383 U.S. at 383 U. S. 725 (emphasis in original). [Footnote 9]

It is apparent that Gibbs delineated the constitutional limits of federal judicial power. But even if it be assumed that the District Court in the present case had constitutional power to decide the respondent's lawsuit against the petitioner, [Footnote 10] it does not follow that the decision of the Court of Appeals

Page 437 U. S. 372

was correct. Constitutional power is merely the first hurdle that must be overcome in determining that a federal court has jurisdiction over a particular controversy. For the jurisdiction of the federal courts is limited not only by the provisions of Art. III of the Constitution, but also by Acts of Congress. Palmore v. United States,411 U. S. 389, 411 U. S. 401; Lockerty v. Phillips,319 U. S. 182, 319 U. S. 187; Kline v. Burke Constr. Co.,260 U. S. 226, 260 U. S. 234; Cary v. Curtis, 3 How. 236, 44 U. S. 245.

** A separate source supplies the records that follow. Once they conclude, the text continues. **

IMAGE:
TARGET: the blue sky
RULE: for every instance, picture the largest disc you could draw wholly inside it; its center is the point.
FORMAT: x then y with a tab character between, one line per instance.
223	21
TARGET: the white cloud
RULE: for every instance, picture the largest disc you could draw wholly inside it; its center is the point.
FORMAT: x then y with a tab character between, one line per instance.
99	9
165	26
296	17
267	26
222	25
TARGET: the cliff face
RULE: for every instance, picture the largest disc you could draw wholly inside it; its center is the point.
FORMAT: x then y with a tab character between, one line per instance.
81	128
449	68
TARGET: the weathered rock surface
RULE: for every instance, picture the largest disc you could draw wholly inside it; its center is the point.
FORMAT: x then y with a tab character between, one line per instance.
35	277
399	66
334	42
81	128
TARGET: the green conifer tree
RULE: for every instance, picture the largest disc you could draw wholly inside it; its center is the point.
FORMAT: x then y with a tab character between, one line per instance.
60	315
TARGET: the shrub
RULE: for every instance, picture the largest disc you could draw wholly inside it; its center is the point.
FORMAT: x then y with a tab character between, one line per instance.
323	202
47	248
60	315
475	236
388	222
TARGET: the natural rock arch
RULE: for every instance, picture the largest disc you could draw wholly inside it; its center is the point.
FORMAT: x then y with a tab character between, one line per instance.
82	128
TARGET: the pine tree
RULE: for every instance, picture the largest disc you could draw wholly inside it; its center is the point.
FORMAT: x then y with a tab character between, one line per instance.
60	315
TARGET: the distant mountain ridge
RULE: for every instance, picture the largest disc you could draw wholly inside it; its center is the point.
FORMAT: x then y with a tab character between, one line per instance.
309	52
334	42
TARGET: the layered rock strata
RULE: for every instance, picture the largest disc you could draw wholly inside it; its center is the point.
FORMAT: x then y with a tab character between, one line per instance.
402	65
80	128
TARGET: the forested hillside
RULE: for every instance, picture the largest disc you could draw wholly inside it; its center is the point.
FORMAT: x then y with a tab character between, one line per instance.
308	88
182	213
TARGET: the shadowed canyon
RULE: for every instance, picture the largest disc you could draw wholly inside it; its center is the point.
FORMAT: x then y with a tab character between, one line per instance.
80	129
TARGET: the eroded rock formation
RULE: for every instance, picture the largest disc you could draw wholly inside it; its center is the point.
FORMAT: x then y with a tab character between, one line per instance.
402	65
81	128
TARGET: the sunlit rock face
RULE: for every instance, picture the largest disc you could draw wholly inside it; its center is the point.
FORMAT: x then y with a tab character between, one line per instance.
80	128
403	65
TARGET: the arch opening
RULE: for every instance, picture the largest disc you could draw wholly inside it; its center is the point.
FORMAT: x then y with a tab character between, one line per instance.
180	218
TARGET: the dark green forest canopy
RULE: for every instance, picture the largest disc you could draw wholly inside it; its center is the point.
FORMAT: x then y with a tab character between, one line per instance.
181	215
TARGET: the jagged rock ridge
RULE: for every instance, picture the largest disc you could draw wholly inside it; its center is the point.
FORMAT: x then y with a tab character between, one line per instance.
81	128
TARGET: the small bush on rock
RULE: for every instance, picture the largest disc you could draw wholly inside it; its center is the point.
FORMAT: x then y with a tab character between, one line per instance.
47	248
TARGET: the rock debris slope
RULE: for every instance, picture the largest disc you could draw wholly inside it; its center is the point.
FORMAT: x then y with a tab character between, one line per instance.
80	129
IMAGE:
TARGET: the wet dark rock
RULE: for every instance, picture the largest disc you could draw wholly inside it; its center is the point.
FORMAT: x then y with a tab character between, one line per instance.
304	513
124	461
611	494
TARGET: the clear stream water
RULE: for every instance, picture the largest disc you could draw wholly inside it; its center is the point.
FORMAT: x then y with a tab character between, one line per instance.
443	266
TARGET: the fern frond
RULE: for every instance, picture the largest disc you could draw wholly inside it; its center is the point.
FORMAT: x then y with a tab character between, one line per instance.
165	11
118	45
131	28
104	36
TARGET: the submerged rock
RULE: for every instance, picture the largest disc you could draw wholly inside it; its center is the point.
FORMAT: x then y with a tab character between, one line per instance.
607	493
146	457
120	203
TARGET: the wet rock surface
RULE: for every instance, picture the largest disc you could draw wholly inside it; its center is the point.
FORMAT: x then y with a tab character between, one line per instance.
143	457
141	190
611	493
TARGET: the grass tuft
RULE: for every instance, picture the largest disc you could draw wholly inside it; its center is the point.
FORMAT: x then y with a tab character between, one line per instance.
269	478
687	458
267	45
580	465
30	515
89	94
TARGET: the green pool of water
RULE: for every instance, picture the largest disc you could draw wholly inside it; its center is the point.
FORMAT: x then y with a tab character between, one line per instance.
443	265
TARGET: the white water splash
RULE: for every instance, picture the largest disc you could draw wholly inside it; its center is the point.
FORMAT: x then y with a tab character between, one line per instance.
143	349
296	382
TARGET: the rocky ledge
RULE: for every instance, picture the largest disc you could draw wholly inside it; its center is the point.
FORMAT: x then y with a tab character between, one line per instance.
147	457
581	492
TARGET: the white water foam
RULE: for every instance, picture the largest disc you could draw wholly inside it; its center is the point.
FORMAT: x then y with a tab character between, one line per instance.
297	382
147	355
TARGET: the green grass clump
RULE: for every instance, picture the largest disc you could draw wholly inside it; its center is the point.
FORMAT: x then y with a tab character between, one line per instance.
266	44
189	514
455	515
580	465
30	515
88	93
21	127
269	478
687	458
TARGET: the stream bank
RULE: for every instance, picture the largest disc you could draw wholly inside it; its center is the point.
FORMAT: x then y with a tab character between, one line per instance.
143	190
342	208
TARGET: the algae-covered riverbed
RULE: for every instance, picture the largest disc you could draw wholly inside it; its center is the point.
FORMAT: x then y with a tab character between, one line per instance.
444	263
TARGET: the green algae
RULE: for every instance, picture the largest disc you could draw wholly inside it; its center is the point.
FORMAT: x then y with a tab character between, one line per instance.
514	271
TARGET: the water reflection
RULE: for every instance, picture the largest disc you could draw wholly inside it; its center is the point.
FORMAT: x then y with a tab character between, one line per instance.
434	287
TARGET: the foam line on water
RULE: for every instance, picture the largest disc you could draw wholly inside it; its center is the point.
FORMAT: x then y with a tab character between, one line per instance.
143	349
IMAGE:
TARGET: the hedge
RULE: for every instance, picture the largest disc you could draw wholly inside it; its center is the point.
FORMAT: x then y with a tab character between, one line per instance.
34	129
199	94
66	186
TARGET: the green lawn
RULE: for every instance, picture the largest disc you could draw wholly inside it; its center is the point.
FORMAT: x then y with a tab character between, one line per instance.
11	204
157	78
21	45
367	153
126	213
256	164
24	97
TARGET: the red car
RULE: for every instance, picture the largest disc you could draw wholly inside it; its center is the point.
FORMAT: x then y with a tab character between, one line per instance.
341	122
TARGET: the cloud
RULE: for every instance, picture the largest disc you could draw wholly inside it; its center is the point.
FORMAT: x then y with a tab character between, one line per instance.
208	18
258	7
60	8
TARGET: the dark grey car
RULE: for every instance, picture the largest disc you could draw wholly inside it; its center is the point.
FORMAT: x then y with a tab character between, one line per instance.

That statutory law as well as the Constitution may limit a federal court's jurisdiction over nonfederal claims [Footnote 11] is well illustrated by two recent decisions of this Court, Aldinger v. Howard,427 U. S. 1, and Zahn v. International Paper Co.,414 U. S. 291. In Aldinger, the Court held that a Federal District Court lacked jurisdiction over a state law claim against a county, even if that claim was alleged to be pendent to one against county officials under 42 U.S.C. § 1983. In Zahn, the Court held that, in a diversity class action under Fed.Rule Civ.Proc. 23(b)(3), the claim of each member of the plaintiff class must independently satisfy the minimum jurisdictional amount set by 28 U.S.C. § 1332(a), and rejected the argument that jurisdiction existed over those claims that involved $10,000 or less as ancillary to those that involved more. In each case, despite the fact that federal and nonfederal claims arose from a "common nucleus of operative fact," the Court held that the statute conferring jurisdiction over the federal claim did not allow the exercise of jurisdiction over the nonfederal claims. [Footnote 12]

Page 437 U. S. 373

The Aldinger and Zahn cases thus make clear that a finding that federal and nonfederal claims arise from a "common nucleus of operative fact," the test of Gibbs, does not end the inquiry into whether a federal court has power to hear the nonfederal claims along with the federal ones. Beyond this constitutional minimum, there must be an examination of the posture in which the nonfederal claim is asserted and of the specific statute that confers jurisdiction over the federal claim, in order to determine whether "Congress in [that statute] has . . . expressly or by implication negated" the exercise of jurisdiction over the particular nonfederal claim. Aldinger v. Howard, supra, at 427 U. S. 18.

III

The relevant statute in this case, 28 U.S.C. § 1332(a)(1), confers upon federal courts jurisdiction over "civil actions where the matter in controversy exceeds the sum or value of $10,000 . . . and is between . . . citizens of different States." This statute and its predecessors have consistently been held to require complete diversity of citizenship. [Footnote 13] That is, diversity jurisdiction does not exist unless each defendant is a citizen of a different State from each plaintiff. Over the years, Congress has repeatedly reenacted or amended the statute conferring diversity jurisdiction, leaving intact this rule of complete diversity. [Footnote 14] Whatever may have been the original

Page 437 U. S. 374

purposes of diversity of citizenship jurisdiction, [Footnote 15] this subsequent history clearly demonstrates a congressional mandate that diversity jurisdiction is not to be available when any plaintiff is a citizen of the same State as any defendant. Cf. Snyder v. Harris,394 U. S. 332, 394 U. S. 338-339. [Footnote 16]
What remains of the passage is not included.